Approximately 200 green and gold ice jackets bearing the Australian coat of arms were produced for Olympic athletes traveling to Atlanta. Another 30-40 jackets were produced for Australian athletes competing in the Para-Olympic Games. In all cases athletes were not forced to use the ice jackets. Instead, athletes were made aware of laboratory data indicating the potential for beneficial effects and then the use of ice jackets was incorporated into practice sessions. Quite simply, many athletes liked the way the jackets felt when training and competing in hot conditions.
Evaluation sheets were returned by 43 Olympic athletes and 7 Olympic coaches who used the cooling jackets in Atlanta. Athletes and coaches represented road cycling, mountain cycling, rowing, field hockey, and track and field (mostly race walkers). Preliminary data indicate that 90% of the respondents used the cooling jackets during training sessions and 80% used the cooling jackets as an aid during Olympic competition. All athletes who used a cooling jacket during competition indicated that it made a positive contribution to their performance. Taking into account these comments and previous research, we believe that the jackets enhanced the output power of our athletes by at least a percent or two, depending on the event and the extent of pre-cooling. Ice jackets will be used increasingly in competitions held under hot conditions.
References
Booth, J., Marino, F. & Ward, J.J. (1997). Improved running performance in hot humid conditions following whole body pre-cooling. Medicine and Science in Sports and Exercise, 29, 943-949.
Galloway, S.D.R. & Maughan, R.J. (1997). Effects of ambient temperature on the capacity to perform prolonged cycle exercise in man. Medicine and Science in Sports and Exercise, 29, 1240-1249.
Hessermer, V., Langusch, D., Brück, K., Bödeker, R.H. & Breidenbach, T. (1984). Effect of slightly lowered body temperatures on endurance performance in humans. Journal of Applied Physiology, 57, 1731-1737.

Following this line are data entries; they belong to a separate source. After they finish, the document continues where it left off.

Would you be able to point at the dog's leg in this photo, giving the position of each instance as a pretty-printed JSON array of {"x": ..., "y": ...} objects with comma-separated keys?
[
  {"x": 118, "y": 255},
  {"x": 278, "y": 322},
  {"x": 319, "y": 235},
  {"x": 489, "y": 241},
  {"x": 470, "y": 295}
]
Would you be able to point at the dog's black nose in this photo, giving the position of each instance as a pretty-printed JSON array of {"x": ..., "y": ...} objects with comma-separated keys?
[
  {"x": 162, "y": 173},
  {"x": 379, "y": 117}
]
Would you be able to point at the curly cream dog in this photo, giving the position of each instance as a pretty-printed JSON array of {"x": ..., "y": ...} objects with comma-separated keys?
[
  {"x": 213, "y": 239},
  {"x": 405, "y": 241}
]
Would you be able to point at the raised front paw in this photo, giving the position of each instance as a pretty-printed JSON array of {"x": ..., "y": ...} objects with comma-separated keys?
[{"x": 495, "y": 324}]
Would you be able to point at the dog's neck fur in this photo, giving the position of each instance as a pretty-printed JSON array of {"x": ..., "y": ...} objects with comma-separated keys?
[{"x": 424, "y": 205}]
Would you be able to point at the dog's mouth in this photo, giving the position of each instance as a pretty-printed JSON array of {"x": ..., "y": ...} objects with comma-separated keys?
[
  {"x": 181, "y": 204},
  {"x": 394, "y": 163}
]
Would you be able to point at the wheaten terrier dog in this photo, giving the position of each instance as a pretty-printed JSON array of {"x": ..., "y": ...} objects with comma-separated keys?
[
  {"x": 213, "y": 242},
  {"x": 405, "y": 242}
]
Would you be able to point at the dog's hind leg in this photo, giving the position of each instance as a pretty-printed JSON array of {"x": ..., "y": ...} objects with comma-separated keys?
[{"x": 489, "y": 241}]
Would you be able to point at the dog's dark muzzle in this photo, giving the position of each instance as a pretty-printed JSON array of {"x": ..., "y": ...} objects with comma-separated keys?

Lee, D.T. & Haymes, E.M. (1995 ). Exercise duration and thermoregulation responses following whole body precooling. Journal of Applied Physiology, 79, 1971-1976.
Myler, G.R., Hahn, A.G., & Tumilty, D.M. (1989). The effect of preliminary skin cooling on performance of rowers in hot conditions. Excel, 6,17-21.
Schmidt, V., & Brück, K. (1981). Effect of a pre-cooling maneuver on body temperature and exercise performance. Journal of Applied Physiology, 50, 772-778.
Smith, J. A., Yate, K., Lee, H., Thompon, M.W., Holcombe, B.V., & Martin, D.T. (1997). Pre-cooling improves cycling performance in hot/humid conditions. Medicine and Science in Sports and Exercise, 29(5), S263 (Abstract).